Macron’s Reform Train Will Not Be Derailed
French President Emmanuel Macron was elected with a clear mandate to reform the French economy, and he has not hesitated to target politically sensitive institutions such as the national railway. But if Macron acquiesces to ongoing protests by France's unions, the rest of his reform agenda will become vulnerable.
PARIS – French President Emmanuel Macron received plenty of praise in the international media for his recent speeches in Washington, DC, and Brussels. But for the French, what really matters is Macron’s management of domestic problems, of which there are many, not least rolling strikes by railway workers across the country.
Until the end of June, employees of the French state-owned railway company SNCF plan to strike for two out of every five days to oppose the Macron government’s planned reforms to the company. But the reforms are sorely needed. The SNCF’s operating costs are 30% higher than those of comparable railway systems in neighboring countries, and its performance is poorer.
The SNCF’s higher operating costs stem partly from flawed, politically motivated investment decisions made in the past. For example, there has been undue emphasis on expanding high-speed-rail networks at the expense of maintaining existing tracks that are still widely used.
But the company also suffers from obsolete and costly labor arrangements, which allow train drivers to retire at the age of 52, even though they are no longer subjected to the life-shortening rigors of operating coal-fired steam engines. As it happens, the life expectancy among SNCF drivers has increased substantially since these pension regulations were put in place in 1920.
Moreover, SNCF employees and their family members have access to free travel on SNCF trains. This is one reason why the French railway system brings in just €10 billion ($12 billion) per year, even though it costs €24 billion annually to operate. The difference is essentially financed by the federal government and the regions, at a cost of some €3 billion in additional public debt each year.

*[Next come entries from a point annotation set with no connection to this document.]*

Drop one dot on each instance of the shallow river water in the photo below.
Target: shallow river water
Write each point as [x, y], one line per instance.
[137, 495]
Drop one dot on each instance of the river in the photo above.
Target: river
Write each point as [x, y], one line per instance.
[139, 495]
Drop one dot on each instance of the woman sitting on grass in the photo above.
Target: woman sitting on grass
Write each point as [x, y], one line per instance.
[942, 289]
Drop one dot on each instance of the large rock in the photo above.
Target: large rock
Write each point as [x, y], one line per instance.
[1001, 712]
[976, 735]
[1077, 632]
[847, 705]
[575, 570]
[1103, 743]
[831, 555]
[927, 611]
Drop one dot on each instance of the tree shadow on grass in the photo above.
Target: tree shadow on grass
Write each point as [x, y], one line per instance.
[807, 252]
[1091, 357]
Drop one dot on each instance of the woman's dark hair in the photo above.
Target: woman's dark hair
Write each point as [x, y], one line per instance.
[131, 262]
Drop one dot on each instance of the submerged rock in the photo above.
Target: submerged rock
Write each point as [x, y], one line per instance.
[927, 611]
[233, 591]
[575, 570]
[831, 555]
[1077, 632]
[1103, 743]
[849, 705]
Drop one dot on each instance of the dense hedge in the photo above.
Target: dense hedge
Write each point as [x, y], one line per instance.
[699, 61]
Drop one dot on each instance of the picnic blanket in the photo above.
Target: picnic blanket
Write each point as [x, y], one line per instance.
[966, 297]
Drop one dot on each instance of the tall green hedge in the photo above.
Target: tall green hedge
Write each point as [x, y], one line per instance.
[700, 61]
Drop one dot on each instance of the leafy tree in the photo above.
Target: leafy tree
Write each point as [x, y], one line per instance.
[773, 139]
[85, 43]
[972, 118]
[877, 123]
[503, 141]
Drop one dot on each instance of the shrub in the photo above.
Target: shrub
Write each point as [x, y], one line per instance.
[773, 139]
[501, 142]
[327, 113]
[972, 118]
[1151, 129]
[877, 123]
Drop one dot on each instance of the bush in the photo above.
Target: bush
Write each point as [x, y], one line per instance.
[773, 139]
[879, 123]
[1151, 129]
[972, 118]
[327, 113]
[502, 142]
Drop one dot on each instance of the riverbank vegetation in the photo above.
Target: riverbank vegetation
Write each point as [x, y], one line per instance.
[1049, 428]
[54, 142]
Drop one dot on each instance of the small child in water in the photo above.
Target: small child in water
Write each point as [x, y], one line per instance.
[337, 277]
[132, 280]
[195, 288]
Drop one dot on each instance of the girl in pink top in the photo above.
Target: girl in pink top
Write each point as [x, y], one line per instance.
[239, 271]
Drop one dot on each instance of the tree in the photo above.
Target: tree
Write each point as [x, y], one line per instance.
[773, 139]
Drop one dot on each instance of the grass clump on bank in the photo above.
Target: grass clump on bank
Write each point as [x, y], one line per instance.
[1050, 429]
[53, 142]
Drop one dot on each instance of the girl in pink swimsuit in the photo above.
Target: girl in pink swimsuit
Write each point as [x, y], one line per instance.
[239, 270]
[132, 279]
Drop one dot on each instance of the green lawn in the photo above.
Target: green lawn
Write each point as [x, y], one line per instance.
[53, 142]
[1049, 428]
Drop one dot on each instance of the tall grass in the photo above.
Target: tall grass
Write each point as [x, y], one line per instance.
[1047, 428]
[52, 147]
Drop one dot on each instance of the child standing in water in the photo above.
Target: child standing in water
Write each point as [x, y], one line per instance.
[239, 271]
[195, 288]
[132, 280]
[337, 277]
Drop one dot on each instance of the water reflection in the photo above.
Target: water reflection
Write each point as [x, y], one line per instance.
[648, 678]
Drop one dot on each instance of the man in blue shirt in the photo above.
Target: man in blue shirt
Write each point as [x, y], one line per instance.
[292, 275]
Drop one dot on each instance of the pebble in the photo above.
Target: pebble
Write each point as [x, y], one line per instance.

Given its drain on public budgets and its deteriorating performance and reliability, the SNCF is an obvious target for reform. And to that end, Macron has proposed a strategy to shore up the French railway system for the long term. Notably, one thing he has not proposed is any change to current SNCF workers’ employment status or benefits.
Instead, Macron’s government has introduced changes that will affect only those employed by the SNCF after January 1, 2020. For them, his program does imply an end to lifelong job security, and a shift to a more modern, flexible employment arrangement. There will also have to be a re-evaluation of the specific constraints on SNCF workers and supervisors, many of which have not been updated since 1920. And newer employees will need to be incorporated into the French general health-insurance and pension systems.
Beyond that, Macron wants to open up the railway system to allow new operators to compete against the SNCF. Similar reforms have reduced operating costs and increased the overall supply of trains by 32% in Germany, 30% in the United Kingdom, and 53% in Sweden. In Italy and Sweden, more railway competition has reduced ticket prices by 15%.And, in Germany, competition lowered the government’s expenses by 20%. Each kilometer of regional traffic now costs the state-owned railway operator, Deutsche Bahn, €15, compared to €23 for the SNCF.
At the same time, liberalization of the railway sector promises to improve the quality of service, both in terms of travel time and punctuality. As matters stand, traveling from Marseille to Nice takes 25 minutes longer than it did 40 years ago; and, on average, 22% of French inter-city trains, along with 18-25% of high-speed trains, suffer delays, compared to just 10% of Deutsche Bahn trains.
Given this dismal state of affairs, it is worth asking why French railway unions are staging such a large-scale protest against reforms that would only affect new recruits in the future. In fact, what looks like a unified strike movement actually comprises two major unions with different demands and motivations. On one hand, there is the French Democratic Confederation of Labor (CFDT), which is open to dialogue with the government, but wants more employment and social-security guarantees for SNCF workers who will be hired by new operators after the system is opened up.
On the other hand, there is the more radical General Confederation of Labor (CGT), which insists on maintaining the status quo. Its reasons are twofold. First, the SNCF is a CGT stronghold, and to allow different contractual arrangements for new recruits would weaken the union’s influence at the national level. Second, the CGT wants to use this strike as a starting point for derailing Macron’s entire reform agenda.
But Macron was elected with a clear mandate to overhaul the French economy. Though he has proved flexible on the timing and method of introducing competition, he will likely defend his red lines, particularly those relating to new SNCF recruits as of 2020. After all, he knows what the CGT knows: that his railway policy could make or break his credibility as a reformer.